Longer-term fix: verify fabric connectivity (NIXL service running, network path open) and restore offload_threshold_blocks to the production value.


Plugin does not intercept schedule_batch

Symptom: no Meridian metrics appear; vLLM appears to schedule normally without phase-awareness.

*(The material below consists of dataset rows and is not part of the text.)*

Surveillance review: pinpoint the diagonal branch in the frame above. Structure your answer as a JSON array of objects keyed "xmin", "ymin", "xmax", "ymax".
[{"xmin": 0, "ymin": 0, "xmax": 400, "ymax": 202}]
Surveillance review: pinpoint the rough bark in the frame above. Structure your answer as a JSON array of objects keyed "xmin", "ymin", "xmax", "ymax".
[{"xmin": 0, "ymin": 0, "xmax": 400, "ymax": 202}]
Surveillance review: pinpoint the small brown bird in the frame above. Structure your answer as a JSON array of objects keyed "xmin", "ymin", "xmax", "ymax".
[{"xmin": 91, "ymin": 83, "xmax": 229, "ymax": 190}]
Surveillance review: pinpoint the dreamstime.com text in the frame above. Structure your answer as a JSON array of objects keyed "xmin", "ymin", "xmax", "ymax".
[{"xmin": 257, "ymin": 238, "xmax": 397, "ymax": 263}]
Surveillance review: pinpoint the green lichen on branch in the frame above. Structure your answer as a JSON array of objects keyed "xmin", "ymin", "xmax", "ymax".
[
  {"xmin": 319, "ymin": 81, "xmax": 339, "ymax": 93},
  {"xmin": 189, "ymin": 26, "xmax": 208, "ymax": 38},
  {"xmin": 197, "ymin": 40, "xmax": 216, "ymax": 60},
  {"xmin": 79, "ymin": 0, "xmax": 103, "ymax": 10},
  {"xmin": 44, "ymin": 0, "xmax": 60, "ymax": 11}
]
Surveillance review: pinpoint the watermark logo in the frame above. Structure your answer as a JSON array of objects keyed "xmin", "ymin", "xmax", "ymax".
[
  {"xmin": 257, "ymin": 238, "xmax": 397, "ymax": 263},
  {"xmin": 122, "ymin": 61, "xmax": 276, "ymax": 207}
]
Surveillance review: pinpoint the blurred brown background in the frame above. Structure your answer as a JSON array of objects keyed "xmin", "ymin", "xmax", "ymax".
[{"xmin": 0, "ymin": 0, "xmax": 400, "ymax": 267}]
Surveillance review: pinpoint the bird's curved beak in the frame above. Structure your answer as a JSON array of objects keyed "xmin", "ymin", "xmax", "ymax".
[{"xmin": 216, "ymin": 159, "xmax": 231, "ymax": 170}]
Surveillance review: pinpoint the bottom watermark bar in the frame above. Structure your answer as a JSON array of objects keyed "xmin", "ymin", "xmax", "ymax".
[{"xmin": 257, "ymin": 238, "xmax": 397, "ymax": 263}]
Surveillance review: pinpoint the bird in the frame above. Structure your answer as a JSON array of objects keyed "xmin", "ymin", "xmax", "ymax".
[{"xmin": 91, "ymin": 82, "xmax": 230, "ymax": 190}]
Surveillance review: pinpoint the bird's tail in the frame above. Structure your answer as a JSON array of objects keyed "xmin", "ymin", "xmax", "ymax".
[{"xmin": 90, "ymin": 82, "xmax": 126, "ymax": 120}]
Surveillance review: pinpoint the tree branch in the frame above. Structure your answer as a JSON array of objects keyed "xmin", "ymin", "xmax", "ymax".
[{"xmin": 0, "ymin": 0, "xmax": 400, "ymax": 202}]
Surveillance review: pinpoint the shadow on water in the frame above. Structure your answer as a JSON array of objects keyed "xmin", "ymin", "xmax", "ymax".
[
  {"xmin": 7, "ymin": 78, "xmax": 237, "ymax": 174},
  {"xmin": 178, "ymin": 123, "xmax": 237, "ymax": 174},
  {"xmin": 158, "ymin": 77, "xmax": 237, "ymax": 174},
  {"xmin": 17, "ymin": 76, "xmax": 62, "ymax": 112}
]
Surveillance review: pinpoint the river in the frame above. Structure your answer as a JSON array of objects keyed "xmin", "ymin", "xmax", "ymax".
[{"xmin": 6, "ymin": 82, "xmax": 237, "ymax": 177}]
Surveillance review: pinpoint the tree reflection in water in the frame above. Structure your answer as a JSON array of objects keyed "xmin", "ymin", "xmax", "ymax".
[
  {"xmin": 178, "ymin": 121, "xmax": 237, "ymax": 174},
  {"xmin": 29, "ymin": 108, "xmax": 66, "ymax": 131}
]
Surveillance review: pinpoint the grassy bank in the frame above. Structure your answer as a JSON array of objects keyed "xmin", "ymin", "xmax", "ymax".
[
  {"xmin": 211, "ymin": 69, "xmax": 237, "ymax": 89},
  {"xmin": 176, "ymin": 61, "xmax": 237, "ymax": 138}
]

Likely cause: MeridianSchedulerPlugin.attach() was never called, or the plugin was attached to a different scheduler instance than the one the engine uses.

How to verify:

print(type(engine.scheduler[0]))
# Should print: <class 'meridian.vllm_plugin.MeridianSchedulerPlugin'>
# Not: <class 'vllm.core.scheduler.Scheduler'>

Immediate mitigation: call MeridianSchedulerPlugin.attach(engine, cfg, model_key="...") explicitly after engine construction. attach is a classmethod — it constructs the plugin and replaces engine.scheduler[0] in one step.

Longer-term fix: verify the plugin initialisation order in the serving entrypoint. The plugin must be attached after AsyncLLMEngine is fully constructed but before the first request is submitted.